If the relation between the target vehicle and the target parking space meets the criterion I, the parking is proper, the parking position indicating device sends a voice indication of correct parking to the vehicle-mounted equipment, and prompts a driver to finish parking correctly through the voice output module, and the process goes to (8).
And if the target vehicle is found not to be parked correctly and meets the criterion II, the parking indication device sends the voice indication of re-parking to the vehicle-mounted equipment, prompts the driver to continue parking operation through the voice output module, and turns to (3) to continue parking.

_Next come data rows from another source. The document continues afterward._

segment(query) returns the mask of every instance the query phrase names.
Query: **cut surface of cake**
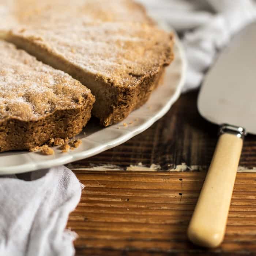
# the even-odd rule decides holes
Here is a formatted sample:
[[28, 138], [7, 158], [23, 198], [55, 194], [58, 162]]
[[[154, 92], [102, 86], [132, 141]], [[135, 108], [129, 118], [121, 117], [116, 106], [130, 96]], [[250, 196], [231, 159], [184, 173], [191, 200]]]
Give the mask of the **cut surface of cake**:
[[7, 39], [86, 84], [105, 126], [145, 103], [173, 57], [172, 35], [140, 23], [76, 19], [13, 30]]
[[173, 58], [173, 35], [131, 0], [11, 2], [4, 39], [89, 88], [105, 126], [144, 103]]
[[0, 40], [0, 152], [29, 150], [80, 132], [95, 101], [90, 90]]

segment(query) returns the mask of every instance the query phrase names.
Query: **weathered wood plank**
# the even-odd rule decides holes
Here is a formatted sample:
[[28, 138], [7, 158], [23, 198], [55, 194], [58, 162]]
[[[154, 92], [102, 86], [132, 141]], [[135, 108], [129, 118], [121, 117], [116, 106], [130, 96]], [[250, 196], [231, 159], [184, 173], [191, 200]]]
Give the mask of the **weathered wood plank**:
[[[75, 173], [86, 186], [67, 225], [79, 236], [77, 255], [198, 251], [186, 233], [205, 172]], [[255, 173], [238, 174], [225, 240], [212, 253], [256, 253], [256, 181]]]
[[[237, 174], [221, 246], [207, 250], [187, 238], [218, 131], [200, 117], [197, 94], [182, 95], [164, 117], [123, 145], [69, 166], [86, 185], [67, 225], [79, 236], [76, 255], [256, 255], [255, 172]], [[240, 164], [246, 170], [255, 171], [255, 150], [256, 138], [248, 136]], [[167, 171], [174, 169], [186, 171]]]

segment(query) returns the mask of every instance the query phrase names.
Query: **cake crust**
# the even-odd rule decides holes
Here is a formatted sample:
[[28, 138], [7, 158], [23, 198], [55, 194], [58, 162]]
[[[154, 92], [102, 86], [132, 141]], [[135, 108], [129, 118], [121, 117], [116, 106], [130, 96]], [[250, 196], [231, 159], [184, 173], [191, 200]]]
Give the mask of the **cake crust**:
[[90, 90], [11, 44], [0, 41], [0, 152], [79, 133], [95, 101]]
[[96, 97], [93, 114], [116, 123], [157, 86], [173, 58], [173, 35], [146, 24], [79, 21], [13, 30], [7, 39], [86, 84]]

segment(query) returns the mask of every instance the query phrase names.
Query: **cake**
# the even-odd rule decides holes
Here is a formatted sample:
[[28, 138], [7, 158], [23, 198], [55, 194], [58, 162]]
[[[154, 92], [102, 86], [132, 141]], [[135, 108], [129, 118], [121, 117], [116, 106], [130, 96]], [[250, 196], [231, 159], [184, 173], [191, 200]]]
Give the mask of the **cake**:
[[0, 152], [79, 133], [94, 96], [101, 124], [122, 121], [174, 57], [172, 34], [131, 0], [0, 0], [0, 38], [27, 53], [1, 42]]
[[79, 133], [94, 97], [62, 71], [0, 40], [0, 152]]
[[86, 85], [105, 126], [145, 103], [173, 57], [172, 35], [140, 23], [77, 18], [13, 30], [6, 39]]

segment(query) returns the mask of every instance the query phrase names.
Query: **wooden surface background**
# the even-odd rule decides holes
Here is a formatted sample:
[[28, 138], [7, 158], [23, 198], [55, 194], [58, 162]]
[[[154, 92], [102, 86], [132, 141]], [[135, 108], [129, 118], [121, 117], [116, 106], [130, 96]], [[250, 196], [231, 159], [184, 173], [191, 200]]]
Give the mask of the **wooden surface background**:
[[182, 95], [126, 143], [68, 165], [86, 186], [67, 225], [79, 236], [76, 255], [256, 255], [252, 136], [245, 142], [224, 242], [208, 250], [187, 237], [218, 132], [199, 115], [197, 94]]

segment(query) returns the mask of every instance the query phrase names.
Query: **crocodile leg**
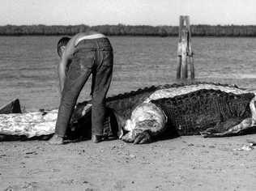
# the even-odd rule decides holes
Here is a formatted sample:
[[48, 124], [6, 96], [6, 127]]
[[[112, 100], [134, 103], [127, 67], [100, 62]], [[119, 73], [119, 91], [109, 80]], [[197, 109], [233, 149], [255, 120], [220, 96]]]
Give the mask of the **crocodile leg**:
[[246, 118], [237, 125], [228, 128], [228, 129], [221, 133], [214, 132], [214, 129], [215, 128], [207, 129], [207, 130], [201, 132], [201, 134], [204, 138], [220, 138], [241, 135], [243, 134], [245, 131], [251, 131], [251, 133], [255, 131], [255, 126], [253, 125], [252, 118]]

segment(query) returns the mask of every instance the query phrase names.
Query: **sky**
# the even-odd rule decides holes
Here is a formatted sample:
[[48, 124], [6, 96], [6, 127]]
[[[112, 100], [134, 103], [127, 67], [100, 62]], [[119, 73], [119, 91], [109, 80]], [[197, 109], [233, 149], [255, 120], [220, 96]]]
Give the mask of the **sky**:
[[0, 25], [256, 25], [255, 0], [0, 0]]

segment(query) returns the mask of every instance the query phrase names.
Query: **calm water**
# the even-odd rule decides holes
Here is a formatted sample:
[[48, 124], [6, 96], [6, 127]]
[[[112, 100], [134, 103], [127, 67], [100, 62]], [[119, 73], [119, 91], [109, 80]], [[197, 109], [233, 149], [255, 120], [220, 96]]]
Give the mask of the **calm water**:
[[[27, 110], [59, 102], [59, 36], [0, 36], [0, 105], [19, 98]], [[114, 73], [109, 96], [175, 82], [177, 37], [110, 37]], [[193, 38], [197, 80], [256, 89], [256, 38]], [[89, 98], [90, 83], [79, 100]]]

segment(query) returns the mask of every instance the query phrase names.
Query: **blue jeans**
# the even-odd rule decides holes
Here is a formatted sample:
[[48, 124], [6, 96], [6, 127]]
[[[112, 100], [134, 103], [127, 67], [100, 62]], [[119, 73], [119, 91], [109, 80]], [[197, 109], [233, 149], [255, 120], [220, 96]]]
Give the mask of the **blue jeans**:
[[76, 49], [66, 73], [55, 134], [65, 136], [79, 93], [92, 74], [92, 134], [102, 135], [105, 97], [113, 73], [113, 49], [108, 38], [84, 40]]

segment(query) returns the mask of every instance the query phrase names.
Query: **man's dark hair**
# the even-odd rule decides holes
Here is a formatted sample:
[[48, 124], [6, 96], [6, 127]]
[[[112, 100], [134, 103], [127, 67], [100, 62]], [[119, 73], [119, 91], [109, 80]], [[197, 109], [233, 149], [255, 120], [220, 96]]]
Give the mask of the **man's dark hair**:
[[70, 40], [70, 37], [64, 36], [58, 40], [58, 45], [57, 45], [57, 52], [58, 52], [58, 56], [61, 57], [62, 55], [61, 47], [66, 46]]

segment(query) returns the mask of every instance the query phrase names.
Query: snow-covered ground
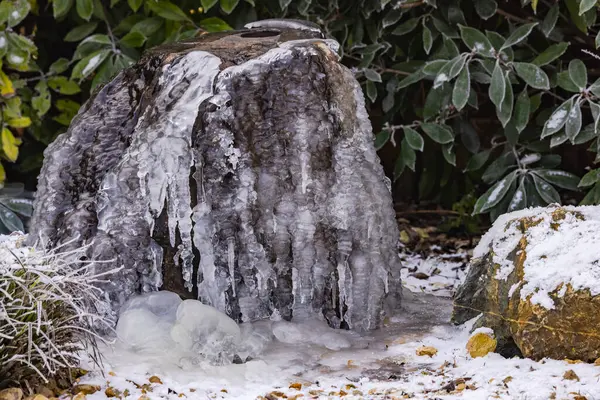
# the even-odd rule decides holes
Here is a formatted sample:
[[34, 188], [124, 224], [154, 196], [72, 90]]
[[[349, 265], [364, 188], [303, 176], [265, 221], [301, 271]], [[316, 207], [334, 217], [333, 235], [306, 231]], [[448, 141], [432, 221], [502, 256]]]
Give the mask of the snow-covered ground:
[[[100, 386], [87, 397], [106, 398], [108, 389], [133, 399], [600, 399], [600, 366], [471, 358], [468, 329], [448, 323], [447, 295], [464, 276], [464, 255], [403, 257], [403, 310], [379, 331], [330, 331], [319, 340], [325, 335], [315, 335], [314, 326], [286, 325], [294, 335], [278, 337], [288, 343], [273, 339], [253, 360], [219, 367], [182, 362], [174, 350], [142, 355], [115, 343], [103, 347], [103, 371], [82, 378]], [[272, 332], [275, 325], [256, 329]], [[336, 341], [350, 347], [324, 346]], [[419, 356], [421, 346], [437, 353]]]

If the target vehicle is found not to be parked correctly and meets the criterion III, the parking indication device sends a voice indication of 'the vehicle moves forwards' to the vehicle-mounted equipment, and indicates a driver to move the vehicle forwards for parking through the voice output module, and turns to the step (3) to continue parking;
and if the target vehicle is found not to be parked correctly and meets the criterion IV, the parking position indicating device sends a voice indication of 'the vehicle moves backwards' to the vehicle-mounted equipment, and instructs the driver to move the vehicle backwards for parking through the voice output module and turns to (3) to continue parking.
(8) At this time, the target vehicle is correctly parked in the target parking space, and the parking position indicating device and the in-vehicle device stop operating.
The above description is only a preferred embodiment of the present invention, and not intended to limit the present invention in other forms, and any person skilled in the art may apply the above modifications or changes to the equivalent embodiments with equivalent changes, without departing from the technical spirit of the present invention, and any simple modification, equivalent change and change made to the above embodiments according to the technical spirit of the present invention still belong to the protection scope of the technical spirit of the present invention.